In Scala, an actor can be notified when another (remote) actor terminates by setting the trapExit flag and invoking the link() method with the second actor as parameter. In this case when the remote actor ends its job by calling exit() the first one is notified by receiving an Exit message.
But what happens when the remote actor terminates in a less graceful way (e.g. the VM where it is running crashes)? In other words, how the local actor can discover that the remote one is no longer available? Of course I would prefer (if possible) that the local actor could be notified by a message similar to the Exit one, but it seems not feasible. Am I missing something? Should I continuously polling the state of the remote actor (and in this case I don't know which is the best way to do that) or is there a smarter solution?
The book Actors in Scala mentions (not tested personally):
Trapping termination notifications.
So "what happens when the remote actor terminates in a less graceful way"?
It should receive an
Exit
message even in the case of an abnormal termination.Actor proxy stays alive accepting messages (and loosing them), and waiting for you to restart the JVM with remote actor. Watching for JVM crashes (and other failures happening on the infrastructure level) is far beyond Scala responsibilities. Good choice for that could be monitoring through JMX.
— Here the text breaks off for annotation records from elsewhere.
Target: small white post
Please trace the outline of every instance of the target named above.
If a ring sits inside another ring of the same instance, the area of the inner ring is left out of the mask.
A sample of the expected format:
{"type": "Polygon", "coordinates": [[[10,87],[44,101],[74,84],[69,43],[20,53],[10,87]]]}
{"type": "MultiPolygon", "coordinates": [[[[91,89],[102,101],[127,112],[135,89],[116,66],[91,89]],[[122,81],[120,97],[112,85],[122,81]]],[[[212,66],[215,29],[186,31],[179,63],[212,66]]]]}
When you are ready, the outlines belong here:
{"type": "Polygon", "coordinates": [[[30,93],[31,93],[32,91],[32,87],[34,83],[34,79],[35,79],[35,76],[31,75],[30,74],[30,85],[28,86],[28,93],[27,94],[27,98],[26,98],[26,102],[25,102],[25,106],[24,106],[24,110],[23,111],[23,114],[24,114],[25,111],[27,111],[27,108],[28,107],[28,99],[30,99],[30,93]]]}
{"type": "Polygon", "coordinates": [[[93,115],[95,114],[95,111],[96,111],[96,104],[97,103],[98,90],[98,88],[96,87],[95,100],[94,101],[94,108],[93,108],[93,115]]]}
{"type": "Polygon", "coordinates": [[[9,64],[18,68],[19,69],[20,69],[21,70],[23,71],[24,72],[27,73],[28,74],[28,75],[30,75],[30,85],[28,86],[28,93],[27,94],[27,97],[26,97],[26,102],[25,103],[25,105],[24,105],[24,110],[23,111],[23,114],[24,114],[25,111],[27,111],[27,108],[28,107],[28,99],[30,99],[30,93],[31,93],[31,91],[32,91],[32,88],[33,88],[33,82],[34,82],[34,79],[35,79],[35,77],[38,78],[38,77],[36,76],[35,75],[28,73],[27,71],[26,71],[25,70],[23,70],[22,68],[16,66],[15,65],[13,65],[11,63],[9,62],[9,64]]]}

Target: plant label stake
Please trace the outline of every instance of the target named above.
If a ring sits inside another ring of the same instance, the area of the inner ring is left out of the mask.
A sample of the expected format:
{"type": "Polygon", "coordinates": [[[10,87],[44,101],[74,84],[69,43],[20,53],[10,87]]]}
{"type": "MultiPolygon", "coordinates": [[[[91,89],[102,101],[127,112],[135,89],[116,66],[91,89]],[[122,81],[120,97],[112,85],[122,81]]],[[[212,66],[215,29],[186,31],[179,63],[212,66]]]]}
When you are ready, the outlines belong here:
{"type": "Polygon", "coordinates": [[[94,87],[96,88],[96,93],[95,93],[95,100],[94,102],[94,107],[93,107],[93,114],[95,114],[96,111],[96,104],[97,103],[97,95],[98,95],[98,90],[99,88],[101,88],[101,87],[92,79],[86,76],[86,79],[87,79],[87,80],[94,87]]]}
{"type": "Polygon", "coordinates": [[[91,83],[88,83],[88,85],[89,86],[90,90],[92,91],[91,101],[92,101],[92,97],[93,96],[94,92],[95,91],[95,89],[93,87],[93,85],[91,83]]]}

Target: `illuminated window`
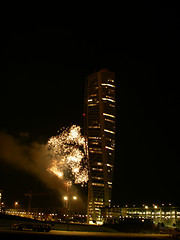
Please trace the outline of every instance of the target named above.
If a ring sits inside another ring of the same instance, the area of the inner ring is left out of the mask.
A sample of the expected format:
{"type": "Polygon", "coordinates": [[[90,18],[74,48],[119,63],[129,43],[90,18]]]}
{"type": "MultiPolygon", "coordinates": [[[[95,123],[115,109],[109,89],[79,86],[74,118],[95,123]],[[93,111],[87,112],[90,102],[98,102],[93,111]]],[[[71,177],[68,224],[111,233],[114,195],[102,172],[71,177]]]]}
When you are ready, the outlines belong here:
{"type": "Polygon", "coordinates": [[[111,115],[111,114],[108,114],[108,113],[103,113],[104,116],[108,116],[108,117],[112,117],[112,118],[115,118],[114,115],[111,115]]]}
{"type": "Polygon", "coordinates": [[[110,131],[110,130],[108,130],[108,129],[104,129],[104,131],[105,131],[105,132],[108,132],[108,133],[115,134],[115,132],[113,132],[113,131],[110,131]]]}
{"type": "Polygon", "coordinates": [[[103,187],[104,183],[92,183],[93,186],[103,187]]]}
{"type": "Polygon", "coordinates": [[[114,151],[114,148],[112,148],[112,147],[105,146],[105,148],[114,151]]]}
{"type": "Polygon", "coordinates": [[[102,98],[102,100],[104,100],[104,101],[109,101],[109,102],[115,102],[113,99],[111,99],[111,98],[102,98]]]}
{"type": "Polygon", "coordinates": [[[108,118],[105,118],[105,121],[115,123],[114,120],[111,120],[111,119],[108,119],[108,118]]]}
{"type": "Polygon", "coordinates": [[[108,87],[113,87],[113,88],[115,88],[114,85],[109,84],[109,83],[101,83],[101,85],[102,85],[102,86],[108,86],[108,87]]]}

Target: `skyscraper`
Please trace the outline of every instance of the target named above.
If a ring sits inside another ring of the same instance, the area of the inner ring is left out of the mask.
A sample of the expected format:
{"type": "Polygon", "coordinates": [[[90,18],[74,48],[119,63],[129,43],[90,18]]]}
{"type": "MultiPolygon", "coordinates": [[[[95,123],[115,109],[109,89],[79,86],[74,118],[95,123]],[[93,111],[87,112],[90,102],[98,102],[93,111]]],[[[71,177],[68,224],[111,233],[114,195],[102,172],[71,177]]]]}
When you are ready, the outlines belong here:
{"type": "Polygon", "coordinates": [[[85,130],[89,152],[88,221],[100,220],[111,204],[115,150],[114,73],[102,69],[87,77],[85,130]]]}

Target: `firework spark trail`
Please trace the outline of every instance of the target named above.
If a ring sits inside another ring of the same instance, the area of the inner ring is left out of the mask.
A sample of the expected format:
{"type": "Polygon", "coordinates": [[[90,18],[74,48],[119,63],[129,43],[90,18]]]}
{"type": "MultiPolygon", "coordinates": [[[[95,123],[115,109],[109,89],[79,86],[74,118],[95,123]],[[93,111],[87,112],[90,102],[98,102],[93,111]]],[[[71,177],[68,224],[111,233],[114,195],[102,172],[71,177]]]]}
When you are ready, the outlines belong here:
{"type": "Polygon", "coordinates": [[[82,186],[88,181],[86,140],[81,136],[80,127],[73,125],[55,137],[51,137],[47,147],[52,158],[48,168],[57,177],[73,180],[82,186]]]}

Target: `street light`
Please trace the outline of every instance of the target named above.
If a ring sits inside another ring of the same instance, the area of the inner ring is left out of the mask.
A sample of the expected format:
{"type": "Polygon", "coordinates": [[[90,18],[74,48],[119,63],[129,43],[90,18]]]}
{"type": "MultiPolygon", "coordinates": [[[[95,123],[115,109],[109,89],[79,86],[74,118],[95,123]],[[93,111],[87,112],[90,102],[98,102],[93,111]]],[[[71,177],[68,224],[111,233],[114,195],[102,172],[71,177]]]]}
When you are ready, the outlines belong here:
{"type": "MultiPolygon", "coordinates": [[[[72,197],[73,200],[77,200],[77,196],[72,197]]],[[[67,208],[67,231],[69,230],[69,221],[70,221],[70,207],[71,207],[71,194],[68,192],[68,196],[64,196],[65,206],[67,208]]]]}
You may define a timeout interval (say 5000 millis). If remote actor doesn't reply during this interval, it's a sign for you that something unexpected is happening to remote actor, and you may either ask it about its state or just treat it as dead.
You may put a kind of a polling load balancer/dispatcher in front of a group of actors, that will use only those actors that are alive and ready to process messages (which makes sense in case of remote actors that may suddenly appear/disappear behind the proxy) -> Can Scala actors process multiple messages simultaneously?